When I first heard about a new immersive speaker from a company called Syng, I was intrigued. Dubbed the Cell Alpha, its form factor was unlike any speaker I had seen. That design was spearheaded by Christopher Stringer, who had previously worked on many iconic Apple products for more than two decades.
Aside from its striking appearance, the big question was, how does it sound? The Syng Cell Alpha is not available to consumers quite yet; it should be shipping later this summer. So, when the company invited me to visit its offices in Venice, California, to hear it for myself, I jumped at the chance. It was my first in-person demo since the Coronavirus pandemic began, and I was super happy to get out of the house! Also, I was the company’s first visiting journalist since early last year, so we were all excited about normalcy returning.
Syng Cell Alpha features
Measuring 12 inches in height, 11.8 inches in diameter, and weighing a hefty 12.8 pounds, the Sync Cell Alpha employs a clear-plastic, sealed, dual-truncated spheroidal enclosure that reveals the innards of this innovative speaker. Perhaps most apparent are two force-cancelling, 6.5-inch woofers with flat, carbon-fiber composite diaphragms. The downfiring woofer has a hole in the center to accommodate a pole stand, and a second surround allows the diaphragm to vibrate freely along the pole.
Arrayed around the equator of the spheroid are three coaxial drivers, each with a 3-inch inverted-dome midrange and a 0.75-inch silk-dome tweeter. Each coaxial driver is mounted in a specially designed horn and placed at an angle of 120 degrees from each other in a structure called a Triphone. The overall frequency response is specified to extend all the way from 30Hz to 20kHz (±3 dB).
Rounding out the basic internal components is a set of Class D power amplifiers, one for each driver. Syng does not specify the power output of these amps; according to the company, “In a powered speaker, the amplifier and drivers have been co-designed for optimum efficiency. It is only meaningful to list the power of the amp or the power rating of the speakers when speaking of standalone amplifiers and speaker drivers.”

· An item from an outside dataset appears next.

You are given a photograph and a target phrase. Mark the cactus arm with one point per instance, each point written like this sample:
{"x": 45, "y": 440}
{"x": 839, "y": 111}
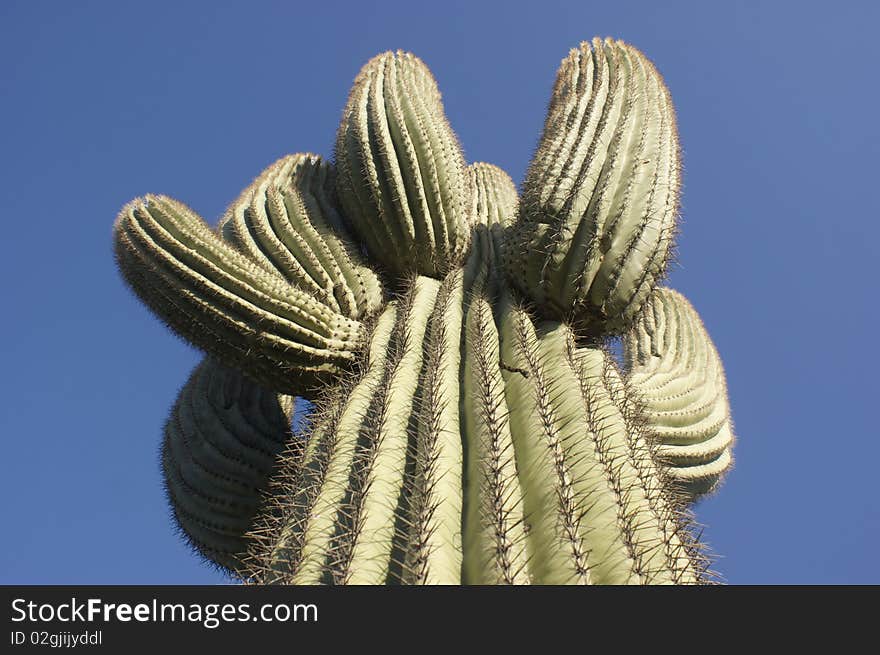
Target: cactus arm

In addition, sophisticated DSP supports a key feature called Triphonic Audio. Syng describes this feature as an object-based sonic architecture that offers full control with precise placement and localization. According to Syng, “You can put sound wherever you want, shrink it, move it, magnify it, and layer it. Or let the Cell handle everything—with Triphonic audio, it’s able to virtualize any speaker array and accurately spatialize sound for your room.”
As the company further explains, “The Cell optimizes the sound in the room by figuring out acoustical problems. It detects the exact location of nearby walls and room corners and uses that information to rotate the soundfield toward the center of the room. In a multi-Cell system, each Cell detects the distance and angle of the other Cells in the system to optimize the Triphonic rendering,” which includes adjusting the levels, delays, and soundfield orientation. In addition, it uses equalization to compensate for low-frequency room modes.
All of this is made possible with three beamforming microphones that provide the data required for the DSP to perform automatic room equalization, wall proximity and direction detection, and multi-Cell geometry calculation. The Triphone drivers then utilize their own beamforming to adjust the soundfield.
The system is controlled from the Syng Space app, which is currently available only for iOS but expected for Android this summer. The app lets you set up the speaker and control the soundfield’s shape and size as well as other playback parameters.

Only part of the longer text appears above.